Он пропустил Федора вперед; было слышно, как он обратился к девушке:
– Лена, успокойся. Документы мне нужны через час. Пожалуйста, без опозданий.
Кабинет оказался довольно большим, оставляющим впечатление прозрачности и арктического холода. Большой стеклянный письменный стол с компьютером, ровной кипой бумаг и хромированным кубом, из которого торчали остро заточенные карандаши. Куб стоял углом на квадратной подставке и был скорее предметом интерьера, чем необходимостью. Большое кресло из черной кожи, еще один стол, перпендикулярно письменному, и черные кожаные полукресла числом восемь; на столе пачка уже знакомых Федору постеров с рекламой «Атланта». Все в идеальном порядке, словно расставлено под линейку.
Высокое окно, приспущенные жалюзи, закрывающие солнце, отчего в кабинете было еще холоднее; по правую сторону от письменного стола невысокий шкаф – снова стекло и хром, – полный черных папок на кольцах. В углу черный кожаный диван, такое же кресло и необычной конструкции журнальный столик – прямоугольник тонированного стекла на двух хромированных полусферах.

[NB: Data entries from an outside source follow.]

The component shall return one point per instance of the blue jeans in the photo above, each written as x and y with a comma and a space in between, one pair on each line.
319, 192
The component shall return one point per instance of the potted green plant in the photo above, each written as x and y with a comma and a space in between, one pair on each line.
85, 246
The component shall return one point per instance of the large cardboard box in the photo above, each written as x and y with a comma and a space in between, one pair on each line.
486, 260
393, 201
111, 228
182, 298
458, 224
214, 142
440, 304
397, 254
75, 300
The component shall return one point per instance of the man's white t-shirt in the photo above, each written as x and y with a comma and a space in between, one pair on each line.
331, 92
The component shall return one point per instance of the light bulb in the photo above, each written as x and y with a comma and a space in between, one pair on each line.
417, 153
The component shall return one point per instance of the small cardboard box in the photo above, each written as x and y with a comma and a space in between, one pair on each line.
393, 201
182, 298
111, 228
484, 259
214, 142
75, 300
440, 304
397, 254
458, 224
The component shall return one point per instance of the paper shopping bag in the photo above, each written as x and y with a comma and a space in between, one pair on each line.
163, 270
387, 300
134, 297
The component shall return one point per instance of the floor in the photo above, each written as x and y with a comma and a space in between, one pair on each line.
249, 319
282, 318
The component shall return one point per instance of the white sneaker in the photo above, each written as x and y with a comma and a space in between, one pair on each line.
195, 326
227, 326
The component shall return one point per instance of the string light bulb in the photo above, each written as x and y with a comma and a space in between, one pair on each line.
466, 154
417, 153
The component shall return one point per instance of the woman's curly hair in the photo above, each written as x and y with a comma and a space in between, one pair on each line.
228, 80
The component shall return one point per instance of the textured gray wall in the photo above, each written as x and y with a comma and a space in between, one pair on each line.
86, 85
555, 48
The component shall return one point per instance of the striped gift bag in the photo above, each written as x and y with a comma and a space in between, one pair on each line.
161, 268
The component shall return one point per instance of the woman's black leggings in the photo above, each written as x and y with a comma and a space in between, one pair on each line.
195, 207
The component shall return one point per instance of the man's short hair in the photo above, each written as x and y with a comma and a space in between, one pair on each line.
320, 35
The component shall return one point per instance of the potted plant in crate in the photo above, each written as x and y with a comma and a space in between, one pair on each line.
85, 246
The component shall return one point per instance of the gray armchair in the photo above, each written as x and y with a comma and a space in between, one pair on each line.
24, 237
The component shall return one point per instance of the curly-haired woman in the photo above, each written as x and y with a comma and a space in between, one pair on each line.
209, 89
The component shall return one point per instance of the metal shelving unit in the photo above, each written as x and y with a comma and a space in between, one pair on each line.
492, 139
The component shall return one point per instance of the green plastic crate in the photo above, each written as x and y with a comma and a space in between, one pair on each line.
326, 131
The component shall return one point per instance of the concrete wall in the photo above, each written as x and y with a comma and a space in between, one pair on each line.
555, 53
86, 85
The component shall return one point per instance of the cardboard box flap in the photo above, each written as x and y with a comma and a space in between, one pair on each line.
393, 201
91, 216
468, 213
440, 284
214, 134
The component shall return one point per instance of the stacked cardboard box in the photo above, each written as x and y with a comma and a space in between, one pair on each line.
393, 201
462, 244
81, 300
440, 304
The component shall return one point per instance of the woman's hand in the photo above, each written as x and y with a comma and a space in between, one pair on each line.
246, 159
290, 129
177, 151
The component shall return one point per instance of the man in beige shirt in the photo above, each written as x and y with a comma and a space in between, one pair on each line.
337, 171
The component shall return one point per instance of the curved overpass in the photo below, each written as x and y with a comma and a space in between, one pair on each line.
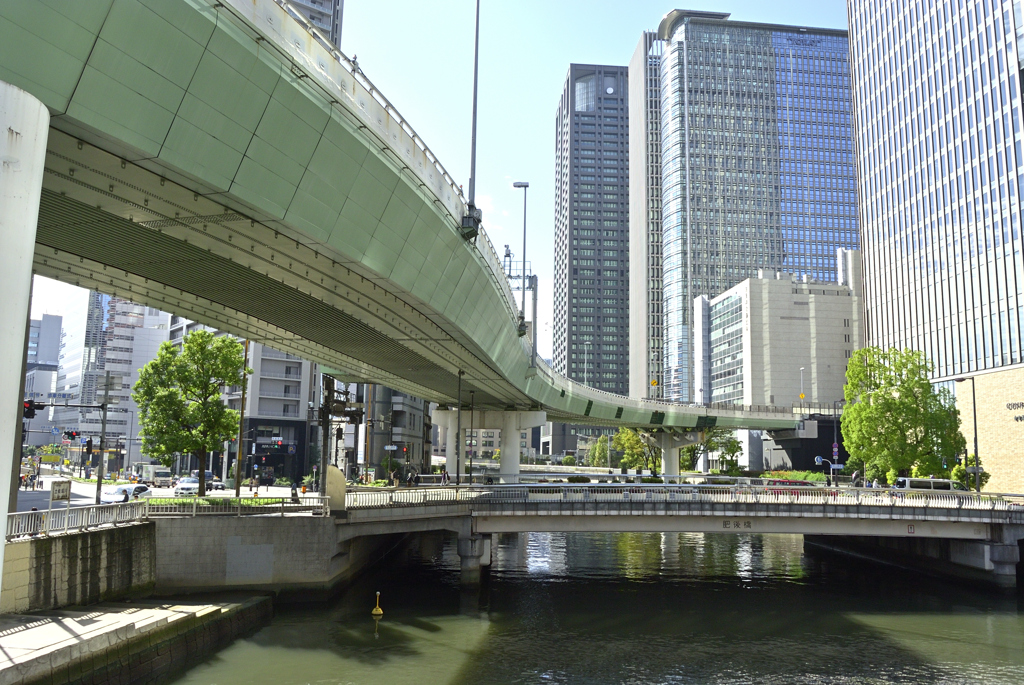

Четыре картины… скорее зарисовки карандашом, черно-белые городские пейзажи. Ведута. Стена Троицкого монастыря с двумя башнями; центр города, вид сверху; местный драматический театр с колоннами; двадцатиэтажная геометрически расчерченная башня жилого комплекса «Тетрис плаза». Холодно, безлико, стерильно. Что можно сказать о хозяине такого кабинета? Упорядоченный, дисциплинированный, жесткий, холодный педант. Федор невольно усмехнулся, вспомнив заплаканную девушку-секретаршу…
Они сели – Руслан за стол, Федор в полукресло – и посмотрели друг на друга выжидающе. У Бродского была приятная наружность, которая, тем не менее, не располагала к себе: он выглядел слишком серьезным и отстраненным, что должно отпугивать клиентов. А с другой стороны, это, возможно, неплохо, так как говорит об уверенности и о том, что ему необязательно заискивать перед ними, мельтешить и улыбаться. А с третьей – он только что потерял любимого человека…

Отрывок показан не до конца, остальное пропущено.